Il faut ajouter que les textes qui nous montrent le polémarque de ce temps comme un grand personnage militaire, qui nous le font voir commandant réellement en chef, nous autorisent à croire qu'on ne laissait pas au sort le soin de désigner cet archonte et, du moment où celui-là était encore élu, les autres devaient l'être aussi. D'autre part, à partir du milieu du Ve siècle, on ne trouve plus dans la liste des archontes aucun des grands noms d'Athènes, ni Périclès, ni Cimon, ni Alcibiade, ni Thrasybule, ni aucun des grands orateurs. Il semble par suite naturel de rattacher l'établissement du tirage au sort aux réformes démocratiques d'Ephialte (461). 

On comprend aussi que dès lors il devint impossible de laisser aux archontes les attributions si importantes dont ils étaient investis. Le polémarque cessa de commander les armées; l'archonte éponyme, au lieu de rendre la justice, fut surtout chargé de préparer l'instruction des procès et de même l'archonte-roi ne fut plus guère que le président des tribunaux où se jugeaient les phonikai dikai. De là aussi le grand rôle joué tout à coup par les orateurs; le gouvernement, ce n'est pas les archontes, c'est l'assemblée du peuple; c'est par elle que tout s'obtient et que tout se décide et dans son sein tout dépend de l'entraînement que peut produire la parole.

Au IVe siècle, les élus du sort, avant d'entrer en fonctions, étaient soumis à une double enquête, à une double docimasie, l'une qui avait lieu devant le Sénat, l'autre devant le tribunal des Héliastes. Sans doute les formalités de l'enquête avaient dû être antérieurement moins compliquées et avaient dû porter surtout sur quelques points particuliers, comme savoir si l'élu du peuple était dans les conditions de cens alors requises, s'il appartenait à une famille de citoyens en remontant à la troisième génération dans la ligne paternelle et dans la ligne maternelle; jamais, naturellement, l'enquête ne portait sur les connaissances et les talents de l'archonte, le peuple étant censé n'avoir pu choisir qu'un homme ayant les qualités nécessaires. 

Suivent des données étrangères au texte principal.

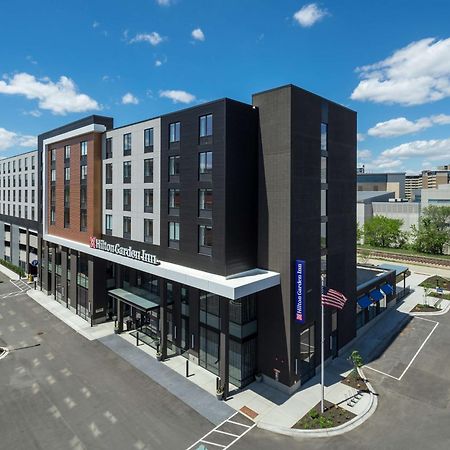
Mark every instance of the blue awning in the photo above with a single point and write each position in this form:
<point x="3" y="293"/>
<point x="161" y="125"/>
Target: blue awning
<point x="376" y="295"/>
<point x="387" y="289"/>
<point x="364" y="301"/>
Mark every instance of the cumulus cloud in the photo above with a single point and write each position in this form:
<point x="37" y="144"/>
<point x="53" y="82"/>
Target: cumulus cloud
<point x="129" y="99"/>
<point x="432" y="149"/>
<point x="198" y="34"/>
<point x="61" y="97"/>
<point x="401" y="126"/>
<point x="310" y="14"/>
<point x="178" y="96"/>
<point x="416" y="74"/>
<point x="9" y="139"/>
<point x="152" y="38"/>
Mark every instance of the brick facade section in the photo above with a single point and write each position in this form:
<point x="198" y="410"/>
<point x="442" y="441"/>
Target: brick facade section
<point x="94" y="188"/>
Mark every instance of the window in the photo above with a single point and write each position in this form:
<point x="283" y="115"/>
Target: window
<point x="127" y="144"/>
<point x="127" y="171"/>
<point x="148" y="140"/>
<point x="108" y="173"/>
<point x="127" y="199"/>
<point x="108" y="224"/>
<point x="174" y="132"/>
<point x="148" y="170"/>
<point x="174" y="168"/>
<point x="83" y="220"/>
<point x="205" y="201"/>
<point x="205" y="165"/>
<point x="206" y="126"/>
<point x="148" y="231"/>
<point x="83" y="148"/>
<point x="174" y="235"/>
<point x="324" y="137"/>
<point x="148" y="200"/>
<point x="174" y="202"/>
<point x="83" y="197"/>
<point x="66" y="174"/>
<point x="83" y="173"/>
<point x="108" y="199"/>
<point x="108" y="152"/>
<point x="205" y="240"/>
<point x="127" y="227"/>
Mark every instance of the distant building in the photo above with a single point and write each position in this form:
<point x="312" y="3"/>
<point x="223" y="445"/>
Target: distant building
<point x="390" y="182"/>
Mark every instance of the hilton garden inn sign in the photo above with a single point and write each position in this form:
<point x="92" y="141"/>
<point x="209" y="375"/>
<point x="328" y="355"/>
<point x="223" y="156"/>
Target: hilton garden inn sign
<point x="129" y="252"/>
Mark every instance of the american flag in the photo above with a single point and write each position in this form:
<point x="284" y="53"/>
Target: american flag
<point x="330" y="297"/>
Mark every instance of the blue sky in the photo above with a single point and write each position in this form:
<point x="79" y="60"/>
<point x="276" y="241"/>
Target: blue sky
<point x="388" y="60"/>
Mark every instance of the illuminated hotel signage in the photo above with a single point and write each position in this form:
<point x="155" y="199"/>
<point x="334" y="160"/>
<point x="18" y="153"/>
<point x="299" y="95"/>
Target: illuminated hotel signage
<point x="299" y="291"/>
<point x="129" y="252"/>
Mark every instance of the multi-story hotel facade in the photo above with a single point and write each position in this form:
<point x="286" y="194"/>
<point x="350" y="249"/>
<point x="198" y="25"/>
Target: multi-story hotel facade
<point x="207" y="230"/>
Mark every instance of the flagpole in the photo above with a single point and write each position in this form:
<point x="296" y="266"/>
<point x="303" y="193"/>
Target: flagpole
<point x="322" y="347"/>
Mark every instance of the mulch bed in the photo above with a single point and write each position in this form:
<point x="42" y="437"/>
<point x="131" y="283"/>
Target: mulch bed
<point x="332" y="416"/>
<point x="424" y="308"/>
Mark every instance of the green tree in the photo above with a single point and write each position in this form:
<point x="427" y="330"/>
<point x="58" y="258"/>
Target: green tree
<point x="433" y="230"/>
<point x="381" y="231"/>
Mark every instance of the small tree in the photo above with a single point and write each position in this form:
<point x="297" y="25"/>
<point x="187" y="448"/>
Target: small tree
<point x="381" y="231"/>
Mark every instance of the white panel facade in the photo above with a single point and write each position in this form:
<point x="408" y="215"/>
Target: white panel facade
<point x="137" y="184"/>
<point x="18" y="186"/>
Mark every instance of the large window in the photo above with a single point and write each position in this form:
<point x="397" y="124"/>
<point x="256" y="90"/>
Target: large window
<point x="108" y="224"/>
<point x="108" y="199"/>
<point x="127" y="171"/>
<point x="205" y="203"/>
<point x="206" y="126"/>
<point x="205" y="165"/>
<point x="148" y="200"/>
<point x="148" y="231"/>
<point x="127" y="144"/>
<point x="174" y="235"/>
<point x="174" y="201"/>
<point x="174" y="132"/>
<point x="148" y="170"/>
<point x="174" y="168"/>
<point x="148" y="140"/>
<point x="108" y="173"/>
<point x="127" y="199"/>
<point x="324" y="137"/>
<point x="127" y="227"/>
<point x="205" y="239"/>
<point x="83" y="148"/>
<point x="108" y="150"/>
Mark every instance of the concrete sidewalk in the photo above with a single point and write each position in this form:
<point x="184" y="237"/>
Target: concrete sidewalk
<point x="268" y="407"/>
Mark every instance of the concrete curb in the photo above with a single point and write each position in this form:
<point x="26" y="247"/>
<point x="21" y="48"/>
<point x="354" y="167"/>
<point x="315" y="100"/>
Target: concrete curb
<point x="329" y="432"/>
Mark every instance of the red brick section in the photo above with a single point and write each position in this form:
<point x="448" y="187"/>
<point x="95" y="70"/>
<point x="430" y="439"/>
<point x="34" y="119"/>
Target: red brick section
<point x="94" y="188"/>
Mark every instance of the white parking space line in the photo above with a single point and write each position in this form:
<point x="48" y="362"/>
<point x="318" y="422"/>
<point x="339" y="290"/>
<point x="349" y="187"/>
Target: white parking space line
<point x="420" y="348"/>
<point x="415" y="354"/>
<point x="206" y="439"/>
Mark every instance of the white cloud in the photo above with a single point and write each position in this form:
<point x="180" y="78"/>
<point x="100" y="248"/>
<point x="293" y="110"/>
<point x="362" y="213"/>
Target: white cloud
<point x="178" y="96"/>
<point x="152" y="38"/>
<point x="198" y="34"/>
<point x="416" y="74"/>
<point x="431" y="149"/>
<point x="10" y="139"/>
<point x="130" y="99"/>
<point x="308" y="15"/>
<point x="401" y="126"/>
<point x="364" y="154"/>
<point x="61" y="97"/>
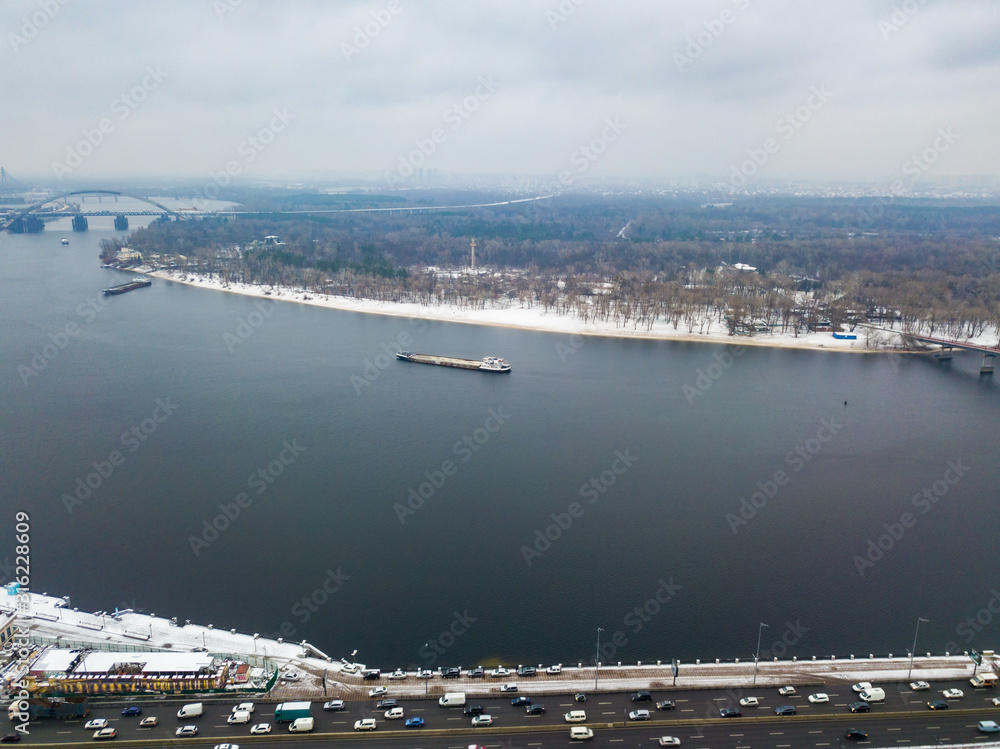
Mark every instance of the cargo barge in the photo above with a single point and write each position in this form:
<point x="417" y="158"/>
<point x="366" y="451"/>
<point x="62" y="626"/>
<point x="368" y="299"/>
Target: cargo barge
<point x="135" y="283"/>
<point x="486" y="364"/>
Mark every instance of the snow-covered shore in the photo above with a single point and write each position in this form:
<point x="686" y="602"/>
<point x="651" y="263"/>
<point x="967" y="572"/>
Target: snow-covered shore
<point x="513" y="315"/>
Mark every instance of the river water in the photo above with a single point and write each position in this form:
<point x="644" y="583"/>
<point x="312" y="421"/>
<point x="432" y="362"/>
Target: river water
<point x="270" y="467"/>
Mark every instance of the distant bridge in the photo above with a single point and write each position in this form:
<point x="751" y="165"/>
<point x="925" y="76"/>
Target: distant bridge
<point x="33" y="209"/>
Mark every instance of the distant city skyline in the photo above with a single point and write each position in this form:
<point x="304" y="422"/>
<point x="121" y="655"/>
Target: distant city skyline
<point x="562" y="92"/>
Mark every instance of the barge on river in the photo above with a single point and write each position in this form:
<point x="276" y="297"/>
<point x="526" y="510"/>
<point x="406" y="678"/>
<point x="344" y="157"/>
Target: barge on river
<point x="486" y="364"/>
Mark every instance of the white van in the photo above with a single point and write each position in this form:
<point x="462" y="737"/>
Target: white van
<point x="452" y="699"/>
<point x="194" y="710"/>
<point x="301" y="725"/>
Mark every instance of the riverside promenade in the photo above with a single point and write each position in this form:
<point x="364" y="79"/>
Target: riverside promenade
<point x="307" y="672"/>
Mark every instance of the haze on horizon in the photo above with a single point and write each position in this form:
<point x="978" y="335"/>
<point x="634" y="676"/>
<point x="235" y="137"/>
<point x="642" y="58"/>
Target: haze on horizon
<point x="826" y="90"/>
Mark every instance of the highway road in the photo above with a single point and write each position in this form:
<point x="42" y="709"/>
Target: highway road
<point x="903" y="720"/>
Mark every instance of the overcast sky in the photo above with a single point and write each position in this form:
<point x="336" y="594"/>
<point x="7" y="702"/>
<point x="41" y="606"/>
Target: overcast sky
<point x="816" y="89"/>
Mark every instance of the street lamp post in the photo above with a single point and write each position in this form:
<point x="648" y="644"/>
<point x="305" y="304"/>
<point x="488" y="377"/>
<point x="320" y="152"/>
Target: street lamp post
<point x="597" y="657"/>
<point x="914" y="649"/>
<point x="756" y="657"/>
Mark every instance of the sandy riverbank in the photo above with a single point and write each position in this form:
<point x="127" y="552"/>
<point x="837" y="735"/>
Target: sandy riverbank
<point x="516" y="316"/>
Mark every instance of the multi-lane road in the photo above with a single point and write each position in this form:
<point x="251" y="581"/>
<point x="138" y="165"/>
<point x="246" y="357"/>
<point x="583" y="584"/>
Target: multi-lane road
<point x="903" y="720"/>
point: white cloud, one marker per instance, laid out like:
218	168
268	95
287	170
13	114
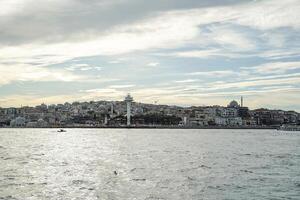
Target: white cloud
153	64
82	67
274	67
23	72
214	73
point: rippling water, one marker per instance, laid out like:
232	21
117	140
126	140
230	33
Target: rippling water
149	164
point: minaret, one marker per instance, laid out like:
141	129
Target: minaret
242	101
128	100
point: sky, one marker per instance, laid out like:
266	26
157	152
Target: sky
192	52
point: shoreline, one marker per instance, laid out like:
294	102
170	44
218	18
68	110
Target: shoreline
146	127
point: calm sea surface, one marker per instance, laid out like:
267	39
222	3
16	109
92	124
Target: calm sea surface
149	164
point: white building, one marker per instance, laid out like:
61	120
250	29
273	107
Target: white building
18	122
128	100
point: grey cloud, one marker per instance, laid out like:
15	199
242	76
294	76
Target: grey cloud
54	21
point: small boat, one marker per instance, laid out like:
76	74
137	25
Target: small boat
289	128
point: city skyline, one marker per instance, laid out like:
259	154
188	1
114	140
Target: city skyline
174	53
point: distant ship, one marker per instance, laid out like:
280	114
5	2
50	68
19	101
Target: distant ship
289	128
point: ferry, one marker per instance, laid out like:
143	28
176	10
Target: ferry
289	128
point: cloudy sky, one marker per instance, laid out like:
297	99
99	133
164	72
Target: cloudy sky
192	52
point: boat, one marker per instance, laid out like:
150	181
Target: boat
289	128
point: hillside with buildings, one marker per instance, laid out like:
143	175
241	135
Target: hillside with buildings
129	113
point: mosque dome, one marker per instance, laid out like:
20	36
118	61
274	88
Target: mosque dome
233	104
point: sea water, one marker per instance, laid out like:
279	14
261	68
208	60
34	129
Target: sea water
40	164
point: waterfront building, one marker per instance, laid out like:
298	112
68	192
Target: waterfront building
128	100
18	122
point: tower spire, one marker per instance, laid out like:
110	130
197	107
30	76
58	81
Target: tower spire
242	101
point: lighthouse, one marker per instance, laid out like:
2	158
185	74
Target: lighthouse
128	100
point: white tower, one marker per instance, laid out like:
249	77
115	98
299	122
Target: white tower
128	100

Même quand les archontes furent désignés par le sort, l'examen ou la docimasie ne porta jamais sur l'in struction et la compétence du fonctionnaire; il roulait, suivant Pollux, sur les points suivants : les candidats honoraient-ils les dieux protecteurs de la cité, Apollon Patroos et Zeus Herkeios? S'étaient-ils acquittés de tous leurs devoirs envers leurs parents? Avaient-ils fait campagne pour leur pays? Probablement on s'assurait aussi qu'ils avaient un âge déterminé, car on sait que les moindres juges ne pouvaient être désignés qu'après avoir atteint l'âge de trente ans, ou peut-être les noms des citoyens plus jeunes n'étaient-ils pas mis dans l'urne. Enfin, il est certain que ceux-là seuls prenaient part aux chances du tirage dont les noms avaient été arrêtés d'avance ou qui avaient demandé d'y être admis. Cela éloignait déjà la plupart des indignes; de plus la docimasie paraît avoir été quelquefois assez sévère.

Quand le résultat de la docimasie avait été favorable et que les élus du sort avaient été jugés dignes d'être archontes, ils juraient solennellement de veiller à l'observation des lois et d'être incorruptibles, s'engageant, s'ils manquaient à leur parole, à offrir des statues d'or de leur propre poids, aux sanctuaires de Delphes, d'Olympie et d'Athènes. Il est probable aussi qu'ils accomplissaient, avant d'entrer en fonctions, un acte religieux, puisque nous voyons cette cérémonie pratiquée même par les citoyens qui partaient en ambassade. 

Pendant la durée de leur magistrature, les archontes pouvaient à chaque instant voir surgir un accusateur; et, quand ils sortaient de charge, il devaient, pendant trente jours, se tenir prêts à répondre sur toutes questions relatives à leur responsabilité. Ils avaient à jurer qu'ils n'avaient rien pris et dissipé, puis à rendre leurs comptes devant une sorte de cour composée d'abord de trente membres, plus tard de dix, les Logistes. Tant, que toutes ces formalités n'avaient pas été remplies, ils ne pouvaient ni quitter l'Attique, ni disposer de leurs biens, ni recevoir une nouvelle magistrature ou obtenir une récompense publique. (Edouard Cat).